Кругом них во время их разговора уже собралась толпа любопытных, слушавших разиня рот, что говорили эти двое людей, совершенно различных по своему общественному положению.

— Ишь ты, — несся шепотом, — не горделив Васенька-то князь! С Федькой Шакловитым как со своим братом-боярином разговаривает и пересмеивается даже.

— О чем говорили-то они?

— Кто их там знает? О чем-то мудреном. Ишь ведь как Федор Леонтьевич-то припустился!

— Видно, дело какое ему боярин дал.

А в это время князь Голицын, повернув коня, уже направлялся назад к своему дворцу.

XXII.
Примеченный человек

править

Невелика была сошка — подьячий стрелецкого приказа Федор Леонтьевич Шакловитый, а всякий на Москве знал и побаивался его.

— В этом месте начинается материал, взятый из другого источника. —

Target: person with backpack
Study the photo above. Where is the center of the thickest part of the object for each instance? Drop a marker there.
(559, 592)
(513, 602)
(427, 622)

Был он, как говорили о нем, «птичка-невеличка, а ноготок востер», хоть и гульливый молодец, а своего дела такая умница, что в других приказах такого подьячего и не сыскать бы. Был он не только смекалист по своему подьячему делу, но и умен к тому, и всяческим книжным премудростям обучен, а сверх того всегда ловок, смел и в карман за словом лазать не любил.

Таков был этот добрый молодец, которого при всем честном народе приветил ласковый князь Василий Васильевич.

Когда князь вернулся домой, Шакловитый уже ждал его.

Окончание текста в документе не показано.